InTeX: Interactive Text-to-texture Synthesis via Unified Depth-aware Inpainting
Jiaxiang Tang, Ruijie Lu, Xiaokang Chen, Xiang Wen, Gang Zeng, Ziwei Liu
TL;DR
InteX tackles the challenge of 3D texture synthesis guided by text by introducing a unified depth-aware inpainting prior integrated with an iterative multi-view synthesis pipeline and an interactive GUI. The core idea is to train a diffusion-based inpainting model that jointly leverages depth information to produce depth-consistent textures on 3D surfaces, significantly reducing 3D inconsistencies and speeding up generation to about 30 seconds per instance. Key contributions include (i) a ControlNet-augmented six-channel prior trained on 3D datasets, (ii) a streamlined iterative text-to-texture pipeline with rendering, inpainting, and updating steps, and (iii) a GUI that enables region-specific erasing and repainting with prompt editing. The results demonstrate improved texture quality, stronger 3D coherence, and practical efficiency, enabling flexible, user-guided 3D texture creation across various SD checkpoints and prompts.
Abstract
Text-to-texture synthesis has become a new frontier in 3D content creation thanks to the recent advances in text-to-image models.
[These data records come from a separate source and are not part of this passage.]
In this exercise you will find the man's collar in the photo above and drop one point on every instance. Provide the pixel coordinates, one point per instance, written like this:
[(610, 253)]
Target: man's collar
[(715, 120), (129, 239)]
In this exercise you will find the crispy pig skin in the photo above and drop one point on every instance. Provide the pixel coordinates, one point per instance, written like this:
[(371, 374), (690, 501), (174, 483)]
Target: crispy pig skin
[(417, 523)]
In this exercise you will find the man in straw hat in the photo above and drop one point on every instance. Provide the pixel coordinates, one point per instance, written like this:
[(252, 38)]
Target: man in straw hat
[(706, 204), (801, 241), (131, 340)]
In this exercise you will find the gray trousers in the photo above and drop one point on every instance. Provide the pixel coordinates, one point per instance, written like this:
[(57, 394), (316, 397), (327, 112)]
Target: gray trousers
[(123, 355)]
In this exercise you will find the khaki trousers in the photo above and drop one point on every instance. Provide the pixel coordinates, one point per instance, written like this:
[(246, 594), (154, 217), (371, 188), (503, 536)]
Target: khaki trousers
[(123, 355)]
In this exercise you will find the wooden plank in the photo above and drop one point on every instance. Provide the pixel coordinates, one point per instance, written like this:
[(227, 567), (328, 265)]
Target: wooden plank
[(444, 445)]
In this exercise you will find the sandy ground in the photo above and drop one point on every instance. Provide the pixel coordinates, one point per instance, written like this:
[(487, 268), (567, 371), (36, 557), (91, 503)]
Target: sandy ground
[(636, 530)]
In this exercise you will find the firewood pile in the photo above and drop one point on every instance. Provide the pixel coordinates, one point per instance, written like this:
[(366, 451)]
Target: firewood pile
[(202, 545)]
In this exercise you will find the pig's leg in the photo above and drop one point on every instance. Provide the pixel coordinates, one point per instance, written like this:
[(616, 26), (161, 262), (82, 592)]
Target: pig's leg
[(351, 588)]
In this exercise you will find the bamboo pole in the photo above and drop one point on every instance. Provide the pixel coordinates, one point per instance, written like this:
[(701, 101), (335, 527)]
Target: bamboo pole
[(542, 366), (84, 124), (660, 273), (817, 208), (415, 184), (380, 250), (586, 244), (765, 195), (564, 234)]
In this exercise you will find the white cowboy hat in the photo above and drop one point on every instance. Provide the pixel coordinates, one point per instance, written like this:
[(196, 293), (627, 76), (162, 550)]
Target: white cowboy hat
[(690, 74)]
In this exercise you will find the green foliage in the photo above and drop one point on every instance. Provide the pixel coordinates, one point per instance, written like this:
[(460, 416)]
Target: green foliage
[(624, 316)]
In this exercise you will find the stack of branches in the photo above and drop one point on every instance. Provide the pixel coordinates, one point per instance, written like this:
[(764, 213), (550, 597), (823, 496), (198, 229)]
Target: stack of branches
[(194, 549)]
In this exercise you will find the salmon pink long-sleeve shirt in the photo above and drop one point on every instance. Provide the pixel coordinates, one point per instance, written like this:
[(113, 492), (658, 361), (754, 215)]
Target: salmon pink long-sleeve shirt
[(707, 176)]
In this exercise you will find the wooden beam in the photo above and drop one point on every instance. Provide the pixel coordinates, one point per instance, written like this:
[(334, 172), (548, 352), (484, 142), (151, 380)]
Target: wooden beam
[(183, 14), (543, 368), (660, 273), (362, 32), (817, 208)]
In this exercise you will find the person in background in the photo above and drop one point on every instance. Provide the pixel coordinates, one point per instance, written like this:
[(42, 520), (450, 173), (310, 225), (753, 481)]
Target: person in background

Existing methods primarily adopt a combination of pretrained depth-aware diffusion and inpainting models, yet they exhibit shortcomings such as 3D inconsistency and limited controllability. To address these challenges, we introduce InteX, a novel framework for interactive text-to-texture synthesis. 1) InteX includes a user-friendly interface that facilitates interaction and control throughout the synthesis process, enabling region-specific repainting and precise texture editing. 2) Additionally, we develop a unified depth-aware inpainting model that integrates depth information with inpainting cues, effectively mitigating 3D inconsistencies and improving generation speed. Through extensive experiments, our framework has proven to be both practical and effective in text-to-texture synthesis, paving the way for high-quality 3D content creation.